Sprachlose Gedanken, besser kann man es denke ich nicht beschreiben. Vielfältige laute und kleine, langsame und schnelle, wütende, hoffnungsvolle und traurige Fetzen, die in meinem Kopf herumschwirren, alle gehört und berücksichtigt werden wollen. Sie haben gemeinsam eine riesige Blockade gebaut und mich sprachlos, ausdruckslos zurückgelassen. Jedes Mal, wenn ich die Tür des Schreibens zu öffnen versuchte, wenn ich auch nur einen Finger auf der Tastatur zu krümmen versuchte, war sie verschlossen von jener erdrückenden Hemmschwelle, die mein Ausdrucksbedürfnis in einer riesigen Hemm-Welle ertränkte. Und so sitze ich hier, ein weiteres Mal von ungemein vielen Gefühlen und Gedanken berührt, gegen sie kämpfend und sie entwirren wollend- sie verstehen und ausdrücken wollend. Und just in diesem Moment geht es los:

„Du beginnst wieder mit deinen eigenen, irrelevanten Gefühlen, während in Gaza die Hölle los ist?“
„Mit welchen Worten willst du der aktuellen Situation im Ausdruck gerecht werden?“
„Wenn du auf die Lage im Libanon aufmerksam machst, untergräbst du das wesentlich höhere Leid in Palästina.“
„Für wen oder was schreibst du eigentlich?“
„Was ist mit den ganzen anderen unterdrückten Menschen im Sudan, in Kongo usw.?“
„Worte sind unzureichend für all diesen Wahnsinn auf der Welt.“
„Schreib nicht!“

Doch ich muss irgendwie schreiben. Ich halte diese Sprachlosigkeit nicht mehr aus, es macht mich wahnsinnig! Und wenn ich momentan nicht viel ausdrücken kann, so will ich zumindest über diese riesige Hemmschwelle schreiben, über diesen beängstigenden, unendlich hohen Berg voller grausamer Nachrichten, voller Erinnerungen an die Heimat, voller Trost und Hoffnung, voller Schreie, Umarmungen und wärmenden Tränen- voller lauter Gegensätze, die sich gegenseitig bekämpfen auf dem Schlachtfeld meines Herzens- und mich ein weiteres Mal zur Beobachterin machen. Immer wieder droht mich dieser Berg zu erschlagen, mich mit all seiner Masse zu erdrücken, weil er nicht verstehbar, nicht abbaubar ist wie er es früher immer war.
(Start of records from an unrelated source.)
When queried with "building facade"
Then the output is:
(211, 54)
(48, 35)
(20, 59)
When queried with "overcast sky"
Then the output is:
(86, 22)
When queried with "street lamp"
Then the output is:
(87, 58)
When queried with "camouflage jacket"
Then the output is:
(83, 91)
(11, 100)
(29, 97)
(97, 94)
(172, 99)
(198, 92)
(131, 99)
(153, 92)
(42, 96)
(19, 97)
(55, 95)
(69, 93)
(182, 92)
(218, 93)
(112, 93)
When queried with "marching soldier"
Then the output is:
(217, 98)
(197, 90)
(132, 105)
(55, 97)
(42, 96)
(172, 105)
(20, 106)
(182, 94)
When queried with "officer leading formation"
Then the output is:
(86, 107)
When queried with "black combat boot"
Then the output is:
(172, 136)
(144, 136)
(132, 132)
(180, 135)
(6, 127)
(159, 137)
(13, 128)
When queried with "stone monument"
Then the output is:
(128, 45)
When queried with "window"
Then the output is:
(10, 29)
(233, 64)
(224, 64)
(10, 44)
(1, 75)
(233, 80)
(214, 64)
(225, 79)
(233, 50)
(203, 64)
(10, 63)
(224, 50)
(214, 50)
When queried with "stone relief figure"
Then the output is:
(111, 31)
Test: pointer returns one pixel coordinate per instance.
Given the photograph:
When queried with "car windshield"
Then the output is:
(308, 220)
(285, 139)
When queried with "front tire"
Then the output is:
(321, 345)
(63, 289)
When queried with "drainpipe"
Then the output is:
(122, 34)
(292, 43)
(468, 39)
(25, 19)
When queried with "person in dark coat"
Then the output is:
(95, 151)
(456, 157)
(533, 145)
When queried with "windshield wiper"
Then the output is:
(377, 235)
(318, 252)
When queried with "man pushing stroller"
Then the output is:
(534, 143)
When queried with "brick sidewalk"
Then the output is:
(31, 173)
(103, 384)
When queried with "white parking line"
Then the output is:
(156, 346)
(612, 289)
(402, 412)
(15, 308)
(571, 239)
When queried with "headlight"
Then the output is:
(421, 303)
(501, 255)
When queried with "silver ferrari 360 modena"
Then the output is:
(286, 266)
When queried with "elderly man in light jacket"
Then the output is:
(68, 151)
Wie kann ich dich verstehen, o Herz? Wie konnte es in dir so verworren werden? Aber auch: Wie könnte ich dich nicht verstehen? Wie könnte ich diesen ambivalenten Haufen aus gemischten Gedanken und Gefühlen in dieser schrecklich ambivalenten Zeit nicht verstehen? Ich verstehe ihn- aber ihn nicht lösen zu können, schmerzt. Es drückt. Es pocht. Es schmerzt so sehr, dass es brennt.

Brennen. Ein Begriff, der sich seit gestern wortwörtlich eingebrannt hat.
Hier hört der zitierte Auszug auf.